Loosely based on Homer’s The Odyssey, Marshmallow Laser Feast’s light installation lit the primary performance space within the chapel’s hazy internal dome. Grid-like projections crossed with mobile structures (designed by the architectural practice Studio Weave) as agile bodies crept over, in and through the many lit towers and surfaces. This first act was seen by the audience from the left and right balconies above. The second act, down flights of rope-lined staircases in the concrete basement, was more disorienting, lit only with triangular neon tubing and an eerie glow that seeped from an open door. The style of dance, in keeping with the more rapid and percussive score, by Canadian composer Christopher Mayo and electronic music composer / performer Anna Meredith, confronted the audience and was staged without boundaries dividing the dancers (some of whom were in street clothes) and viewers.
Subsequent acts included a spinning mirror-centric piece that toyed with reality, altering the circular form with careful lighting to flip between a reflective and semi-transparent surface, and an act that brought the spinning architectural structures together to form an artistic interpretation of a ship’s ribcage and sail. The final scene, once again in the venue’s hull, falls in line with The Odyssey’s conclusion and sees Penelope and Odysseus reunited in dance.

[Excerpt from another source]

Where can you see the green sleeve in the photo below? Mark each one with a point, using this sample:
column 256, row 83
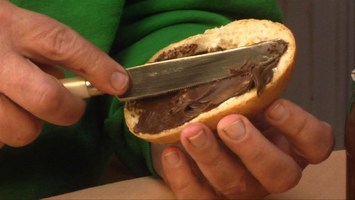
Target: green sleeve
column 146, row 27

Principal dancer / producer Malgorzata Dzierzon said that the choreography ‘responds to the building, to its history’, a statement which rang true throughout. The dancing was exemplary yet the impact of the choreography came from the space, the voyeuristic feeling given to the audience on their individual adventures through the building in the penultimate act – to experience a bay of pigs; a room filled with beanbags for viewing animator Filipe Alçada’s dripping flowers projected on the ceiling; and a piece where a dancer was trapped like a fly within lengths of elastic.